With yet another installment of alternate grandparental types sleeping on my floor this weekend (we are nothing if not generous, welcoming hosts) I've had the opportunity to read an entire book in one day. In one day. This alone is akin to multiple orgasms and gigantic vats of guacamole.
I devoured eat, pray, love (you know the book, the one everyone else in the world read last year that I consistently ignored) and fell completely enchanted with Liz and her tale of self and spiritual discovery, one that took her around the world and back. Her story is remarkable, not only because of her travels but because of the spirituality she discovered simply by saying yes.

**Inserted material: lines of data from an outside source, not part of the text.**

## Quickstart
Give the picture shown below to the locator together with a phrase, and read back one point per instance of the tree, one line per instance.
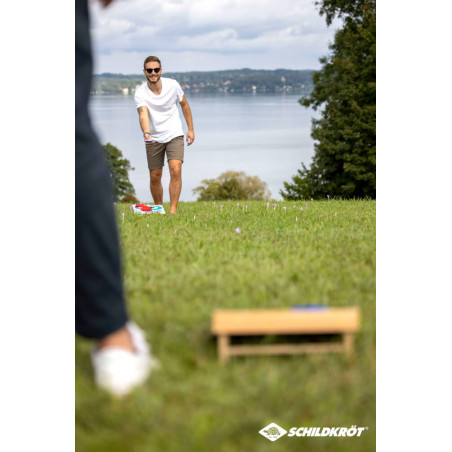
(344, 162)
(119, 167)
(232, 185)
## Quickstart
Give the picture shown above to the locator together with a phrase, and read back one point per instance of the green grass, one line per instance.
(178, 269)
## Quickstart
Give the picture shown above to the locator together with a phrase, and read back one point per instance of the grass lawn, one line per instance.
(178, 269)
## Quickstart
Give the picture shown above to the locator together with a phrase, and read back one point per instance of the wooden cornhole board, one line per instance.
(227, 323)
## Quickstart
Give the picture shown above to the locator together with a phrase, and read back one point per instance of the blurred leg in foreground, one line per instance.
(120, 357)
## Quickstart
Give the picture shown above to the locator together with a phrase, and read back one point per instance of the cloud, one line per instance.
(215, 27)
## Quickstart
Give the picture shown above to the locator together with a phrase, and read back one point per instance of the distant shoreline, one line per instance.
(229, 81)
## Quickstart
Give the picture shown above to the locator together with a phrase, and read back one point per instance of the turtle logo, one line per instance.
(273, 431)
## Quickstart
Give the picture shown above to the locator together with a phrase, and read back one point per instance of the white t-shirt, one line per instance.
(164, 119)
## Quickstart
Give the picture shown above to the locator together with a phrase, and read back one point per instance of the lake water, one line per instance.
(265, 135)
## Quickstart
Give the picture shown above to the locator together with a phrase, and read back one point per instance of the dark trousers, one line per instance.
(99, 302)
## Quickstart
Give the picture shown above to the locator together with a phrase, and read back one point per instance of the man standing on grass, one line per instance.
(156, 101)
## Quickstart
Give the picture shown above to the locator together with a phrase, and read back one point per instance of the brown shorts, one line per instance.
(156, 152)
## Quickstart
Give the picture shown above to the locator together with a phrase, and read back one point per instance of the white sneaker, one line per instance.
(118, 370)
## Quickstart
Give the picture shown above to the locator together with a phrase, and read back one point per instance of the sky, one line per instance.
(209, 35)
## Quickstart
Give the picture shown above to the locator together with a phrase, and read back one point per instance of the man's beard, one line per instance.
(153, 81)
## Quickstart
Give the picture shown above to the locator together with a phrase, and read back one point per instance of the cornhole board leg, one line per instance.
(347, 339)
(224, 348)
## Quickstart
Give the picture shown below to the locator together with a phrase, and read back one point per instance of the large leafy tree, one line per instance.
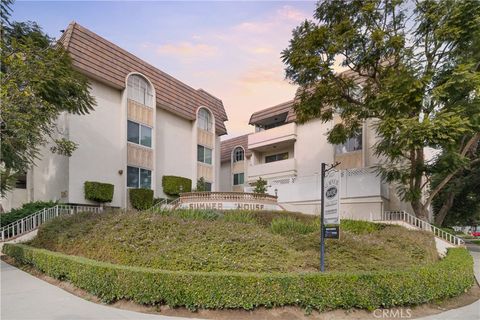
(411, 66)
(38, 83)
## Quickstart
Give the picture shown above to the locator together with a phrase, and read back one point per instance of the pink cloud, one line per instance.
(188, 49)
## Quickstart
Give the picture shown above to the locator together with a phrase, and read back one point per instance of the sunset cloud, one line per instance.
(188, 49)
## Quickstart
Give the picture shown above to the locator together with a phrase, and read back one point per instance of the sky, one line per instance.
(230, 49)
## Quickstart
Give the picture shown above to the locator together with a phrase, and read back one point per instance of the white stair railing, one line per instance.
(422, 225)
(164, 204)
(33, 221)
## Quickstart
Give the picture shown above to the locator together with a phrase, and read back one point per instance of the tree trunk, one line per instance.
(447, 205)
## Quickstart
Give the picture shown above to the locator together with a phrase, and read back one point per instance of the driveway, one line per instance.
(26, 297)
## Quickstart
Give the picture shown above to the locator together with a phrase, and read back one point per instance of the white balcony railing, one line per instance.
(280, 168)
(282, 134)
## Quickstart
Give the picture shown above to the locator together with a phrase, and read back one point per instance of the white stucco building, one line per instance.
(146, 124)
(289, 155)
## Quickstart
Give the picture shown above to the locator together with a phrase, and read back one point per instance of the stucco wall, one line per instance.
(174, 154)
(356, 209)
(216, 164)
(101, 153)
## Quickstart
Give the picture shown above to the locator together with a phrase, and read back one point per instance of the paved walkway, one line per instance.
(25, 297)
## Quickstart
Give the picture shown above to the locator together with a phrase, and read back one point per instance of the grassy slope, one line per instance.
(236, 242)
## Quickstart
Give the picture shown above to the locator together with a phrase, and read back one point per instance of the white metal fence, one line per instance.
(421, 224)
(33, 221)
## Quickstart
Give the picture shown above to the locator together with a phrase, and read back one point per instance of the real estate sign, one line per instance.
(332, 198)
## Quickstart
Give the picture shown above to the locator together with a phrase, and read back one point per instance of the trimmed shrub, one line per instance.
(26, 210)
(98, 191)
(289, 225)
(141, 199)
(241, 216)
(209, 215)
(322, 291)
(171, 185)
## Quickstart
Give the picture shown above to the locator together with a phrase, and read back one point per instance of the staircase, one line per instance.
(408, 220)
(33, 221)
(164, 205)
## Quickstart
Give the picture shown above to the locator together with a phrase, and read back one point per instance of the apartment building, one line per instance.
(289, 155)
(146, 124)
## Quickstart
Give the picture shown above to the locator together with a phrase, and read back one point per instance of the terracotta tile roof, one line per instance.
(227, 147)
(104, 61)
(273, 111)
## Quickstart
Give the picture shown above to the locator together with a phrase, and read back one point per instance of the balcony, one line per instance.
(280, 135)
(270, 170)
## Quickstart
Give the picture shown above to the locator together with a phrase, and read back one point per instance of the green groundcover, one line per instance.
(449, 277)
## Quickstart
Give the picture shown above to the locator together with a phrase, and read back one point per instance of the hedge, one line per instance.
(141, 199)
(171, 185)
(98, 191)
(447, 278)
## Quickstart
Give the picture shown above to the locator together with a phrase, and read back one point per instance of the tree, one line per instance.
(38, 83)
(411, 67)
(201, 185)
(260, 186)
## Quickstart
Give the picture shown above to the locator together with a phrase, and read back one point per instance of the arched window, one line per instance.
(139, 90)
(238, 154)
(205, 120)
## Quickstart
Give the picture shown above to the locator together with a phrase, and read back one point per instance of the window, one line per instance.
(238, 154)
(276, 157)
(139, 178)
(139, 134)
(352, 144)
(238, 178)
(205, 120)
(139, 90)
(204, 154)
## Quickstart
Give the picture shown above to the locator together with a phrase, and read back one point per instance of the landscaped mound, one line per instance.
(233, 241)
(205, 259)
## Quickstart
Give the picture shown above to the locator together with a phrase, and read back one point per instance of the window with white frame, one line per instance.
(204, 154)
(276, 157)
(238, 179)
(238, 154)
(352, 144)
(139, 90)
(205, 120)
(139, 134)
(139, 178)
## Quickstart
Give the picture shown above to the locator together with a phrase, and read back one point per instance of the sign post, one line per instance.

Yes. It's such a simple thought, isn't it. To realize we can choose something different, to turn defiantly and bravely away from the limits we've placed upon ourselves and decide that being happy, deeply, deeply happy is worth the pursuit.
And it made me think of my current stuckedness, my dreams of heading international and my desire to fall more deeply in love with myself and the world around me. And how I have the power to make that happen simply by saying yes.
A few years ago I practiced Kundalini yoga, something I found so powerful, so precipice-nudging that I ended up shying away from it's call, returning instead to the known, the predictable, the pieces I thought I could control. But as I read her journey I was reminded of how far I creeped out onto the edge before I turned back for the safety of the familiar, and as such shortchanged the energy I had just begun to discover. My teacher at the time told me to only focus on the door in front of me, opening that one door of possibility will allow for the next, but the next is a mystery, a delicious mystery and while unseen, trusting in it's obviousness was the most important thing I could do.
And so I opened one door, and then turned and came back the way I came. But after reading this book yesterday I became committed to returning. Because I, too, want to laugh in the face of divine. I don't expect it to be easy, but I do know how to get back to that first door. I've left it slightly ajar down the end of a dark and dusty hallway for far, far too long.